- Born: 22 March 1772
- Died: 11 April 1849 (aged 77)
- Occupations: banker, Governor of the Bank of England from 1824–26
- Spouse: Mary Down ​(m. 1801)​
- Children: 10

= Cornelius Buller =

English banker (1772-1849)

Cornelius Buller (22 March 1772 – 11 April 1849) was an English banker who served as Governor of the Bank of England from 1824 to 1826.

==Life==
He was the eldest son of Richard Buller of Devonshire Place, London, who died in 1824 at age 91.

Buller had been Deputy Governor from 1822 to 1824. He replaced John Bowden as Governor and was succeeded by John Baker Richards.

Buller's tenure as Governor occurred during the Panic of 1825. In the early days of December 1825, he recused himself from efforts to save the bank Pole, Thornton & Down, leaving the issue to his deputy Richards because of his family connections to the bank.

In 1831, Buller was head of R. Buller & Co. of Lothbury when it failed.
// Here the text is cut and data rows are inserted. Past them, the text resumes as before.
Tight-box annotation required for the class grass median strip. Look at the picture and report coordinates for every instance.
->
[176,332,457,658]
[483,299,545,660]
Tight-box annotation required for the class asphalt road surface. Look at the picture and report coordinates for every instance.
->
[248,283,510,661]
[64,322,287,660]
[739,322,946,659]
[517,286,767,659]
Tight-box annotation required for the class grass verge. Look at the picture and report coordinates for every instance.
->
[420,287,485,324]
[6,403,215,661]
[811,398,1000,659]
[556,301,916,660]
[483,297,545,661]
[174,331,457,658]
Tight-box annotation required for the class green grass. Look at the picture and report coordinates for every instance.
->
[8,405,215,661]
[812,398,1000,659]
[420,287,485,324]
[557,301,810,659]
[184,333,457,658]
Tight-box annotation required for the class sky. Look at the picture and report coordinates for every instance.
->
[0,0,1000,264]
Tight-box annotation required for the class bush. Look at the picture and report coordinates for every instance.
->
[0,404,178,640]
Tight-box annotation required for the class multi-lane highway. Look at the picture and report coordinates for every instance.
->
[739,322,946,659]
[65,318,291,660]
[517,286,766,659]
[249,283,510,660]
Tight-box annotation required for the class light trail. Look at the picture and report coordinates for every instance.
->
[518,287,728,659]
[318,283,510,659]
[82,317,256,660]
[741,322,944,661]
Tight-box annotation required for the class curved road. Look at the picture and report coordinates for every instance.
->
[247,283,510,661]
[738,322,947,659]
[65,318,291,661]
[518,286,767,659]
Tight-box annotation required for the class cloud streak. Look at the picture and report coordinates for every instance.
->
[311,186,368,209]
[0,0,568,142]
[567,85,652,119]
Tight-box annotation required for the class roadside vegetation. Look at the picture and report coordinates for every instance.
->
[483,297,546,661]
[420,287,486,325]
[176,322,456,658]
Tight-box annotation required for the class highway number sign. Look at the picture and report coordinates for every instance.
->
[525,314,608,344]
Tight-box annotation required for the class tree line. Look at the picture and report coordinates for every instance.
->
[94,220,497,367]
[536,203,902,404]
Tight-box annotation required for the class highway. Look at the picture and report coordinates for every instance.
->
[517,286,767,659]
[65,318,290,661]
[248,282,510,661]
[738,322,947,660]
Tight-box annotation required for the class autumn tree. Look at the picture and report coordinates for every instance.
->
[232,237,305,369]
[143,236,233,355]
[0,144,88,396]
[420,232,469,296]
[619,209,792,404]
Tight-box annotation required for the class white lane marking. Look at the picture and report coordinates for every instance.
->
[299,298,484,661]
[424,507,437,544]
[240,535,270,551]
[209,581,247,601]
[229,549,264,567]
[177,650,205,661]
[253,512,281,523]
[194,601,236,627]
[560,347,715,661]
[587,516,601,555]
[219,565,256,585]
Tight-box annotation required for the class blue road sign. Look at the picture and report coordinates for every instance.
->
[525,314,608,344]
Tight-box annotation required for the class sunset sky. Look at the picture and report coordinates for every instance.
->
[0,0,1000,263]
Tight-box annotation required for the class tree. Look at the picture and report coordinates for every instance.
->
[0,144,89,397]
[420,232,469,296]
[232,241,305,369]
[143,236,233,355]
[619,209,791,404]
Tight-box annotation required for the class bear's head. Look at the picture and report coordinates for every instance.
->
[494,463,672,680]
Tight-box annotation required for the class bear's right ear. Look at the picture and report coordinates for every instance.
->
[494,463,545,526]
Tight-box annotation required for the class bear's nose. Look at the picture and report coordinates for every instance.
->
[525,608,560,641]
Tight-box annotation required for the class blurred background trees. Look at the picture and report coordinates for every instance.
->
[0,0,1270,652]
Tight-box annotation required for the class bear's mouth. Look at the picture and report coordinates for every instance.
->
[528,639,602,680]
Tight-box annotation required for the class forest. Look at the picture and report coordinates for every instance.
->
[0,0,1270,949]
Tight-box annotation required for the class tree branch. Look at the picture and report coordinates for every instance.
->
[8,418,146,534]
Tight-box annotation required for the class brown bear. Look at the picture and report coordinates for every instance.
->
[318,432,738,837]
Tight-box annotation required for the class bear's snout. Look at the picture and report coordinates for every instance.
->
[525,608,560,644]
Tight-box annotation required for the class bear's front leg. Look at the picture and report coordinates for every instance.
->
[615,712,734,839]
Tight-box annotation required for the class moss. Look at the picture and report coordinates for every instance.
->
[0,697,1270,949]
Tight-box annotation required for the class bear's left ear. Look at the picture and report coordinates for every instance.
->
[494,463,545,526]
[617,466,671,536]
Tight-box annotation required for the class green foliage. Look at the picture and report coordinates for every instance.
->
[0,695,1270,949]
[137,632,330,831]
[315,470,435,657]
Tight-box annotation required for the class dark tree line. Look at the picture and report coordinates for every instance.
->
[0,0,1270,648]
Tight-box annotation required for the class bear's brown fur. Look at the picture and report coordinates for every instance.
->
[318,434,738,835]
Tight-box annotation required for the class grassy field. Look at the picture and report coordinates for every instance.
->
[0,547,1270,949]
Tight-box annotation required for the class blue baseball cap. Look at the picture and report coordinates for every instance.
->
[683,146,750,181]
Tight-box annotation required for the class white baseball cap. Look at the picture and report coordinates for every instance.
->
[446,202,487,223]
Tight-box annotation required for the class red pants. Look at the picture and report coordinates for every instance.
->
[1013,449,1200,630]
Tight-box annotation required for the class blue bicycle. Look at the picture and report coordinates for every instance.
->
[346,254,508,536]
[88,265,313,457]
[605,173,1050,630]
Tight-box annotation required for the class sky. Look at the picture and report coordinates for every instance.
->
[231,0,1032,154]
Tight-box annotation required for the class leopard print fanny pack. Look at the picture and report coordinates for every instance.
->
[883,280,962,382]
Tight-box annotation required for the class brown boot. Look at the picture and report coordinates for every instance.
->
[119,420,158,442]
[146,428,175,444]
In the aftermath he sold his Bank of England stock, making him ineligible to continue as a director of the Bank.

Buller died in Kensington in 1849.

==Family==
Buller, then a merchant of Crosby Square, married Mary Down, daughter of Richard Down, on 4 May 1801. The couple had seven sons and three daughters.

Buller was from a prominent Cornish family that included Sir Richard Buller, General Sir George Buller, General Sir Redvers Buller and the Barons Churston.